Research

  • Thinker-IM

    This work presents a 65nm CMOS speech recognition processor, named Thinker-IM, which employs 16 computing-in-memory (SRAM-CIM) macros for binarized recurrent neural network (RNN) computation. Its major contributions are: 1) A novel digital-CIM mixed architecture that runs an output-weight dual stationary (OWDS) dataflow, reducing 85.7% memory accessing; 2) Multi-bit XNOR SRAM-CIM macros and corresponding CIM-aware weight adaptation that reduce 9.9% energy consumption in average; 3) Predictive early batch-normalization (BN) and binarization units (PBUs) that reduce at most 28.3% computations in RNN. Measured results show the processing speed of 127.3us/Inference and over 90.2% accuracy, while achieving neural energy efficiency of 5.1pJ/Neuron, which is 2.8× better than state-of-the-art.

  • Thinker-S

    Thinker-S is an ultra-low power speech recognition processor, which mainly consists of energy-based VAD unit, reconfigurable data-path for feature extraction and on-chip self-learning, BCNN unit, smoothing unit, main controller, and shared memory.
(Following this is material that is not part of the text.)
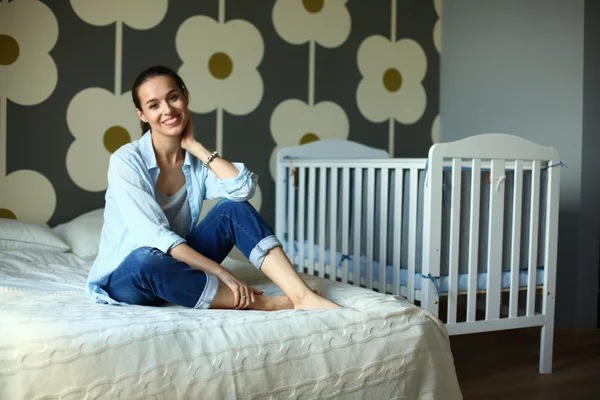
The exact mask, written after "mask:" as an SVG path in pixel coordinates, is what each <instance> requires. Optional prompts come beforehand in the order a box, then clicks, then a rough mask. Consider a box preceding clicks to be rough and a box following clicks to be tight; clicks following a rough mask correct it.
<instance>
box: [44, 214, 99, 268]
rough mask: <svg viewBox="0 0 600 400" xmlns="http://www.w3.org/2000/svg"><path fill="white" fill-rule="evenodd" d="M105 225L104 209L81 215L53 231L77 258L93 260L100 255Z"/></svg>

Fabricated in 28 nm CMOS, this processor supports real time speech recognition with power consumption of 141 uW and energy efficiency of 2.46 pJ/Neuron, while achieving at most 98.6\% recognition accuracy. There are mainly three features of Thinker-S. Firstly, a configurable architecture optimized for BCNN is proposed in this work. Frame-level reuse, which is a spatial-temporal 2-Dimensional BCNN computation optimization, is leveraged to maximally reuse data, and eliminate the redundancy in convolutional computation. To optimize memory access and storage, we tailor the memory mapping of BCNN, and propose Bit-level Regularization to compress BCNN weight matrices, along with hybrid-bank memory. Secondly, approximate circuits are designed to reach a balance between accuracy and energy consumption, considering the characteristics of BCNN operations. The objects include partially accurate adder in BCNN inference and softmax function in back-propagation. Thirdly, we implement runtime self-learning on this chip. A novel framework is proposed to select training samples and generate labels during runtime. By updating weights according to the input speech of specific users, the recognition word error rate (WER) is reduced relatively by 14.37\%--51.4\%.Comparing with state-of-the-art designs, this processor reduces 42.9\%--91.2\% power consumption, 2.53x lower energy consumption per neuron, and 7.96x lower energy per speech frame.

  • Thinker-II

    Thinker-II is an ultra-high energy-efficient reconfigurable processor fabricated in 28nm CMOS technology to accelerate deep neural networks with binary/ternary weights. It has a total area of 4.8 mm2 and runs at a nominal state of 200 MHz frequency and 0.9 V voltage. It has 32 PEs running in parallel, and 224 KB on-chip memory to store activations, weights and intermediate values. Four techniques are proposed and implemented to improve its energy efficiency. Firstly, feature-integral-based convolution method is designed to decrease the arithmetic complexity of standard binary/ternary convolution. Secondly, kernel-transformation-feature-reconstruction convolution calculation method is proposed and implemented to remove redundant operations among in standard binary/ternary convolution. Thirdly, a hierarchical load-balancing mechanism is designed to eliminate zero-value computations and improve the resource utilization. Finally, a joint optimization approach for convolutional layer is designed to seek the optimal convolution calculation pattern for each layer to minimize power consumption and computation time. With all optimization techniques, this processor achieves an energy efficiency of 19.9 TOPS/W on AlexNet with 1b weight and 16b activation. The high energy-efficient Thinker-II is very beneficial to acceleration of neural networks with binary/ternary weights for mobile and IOT devices.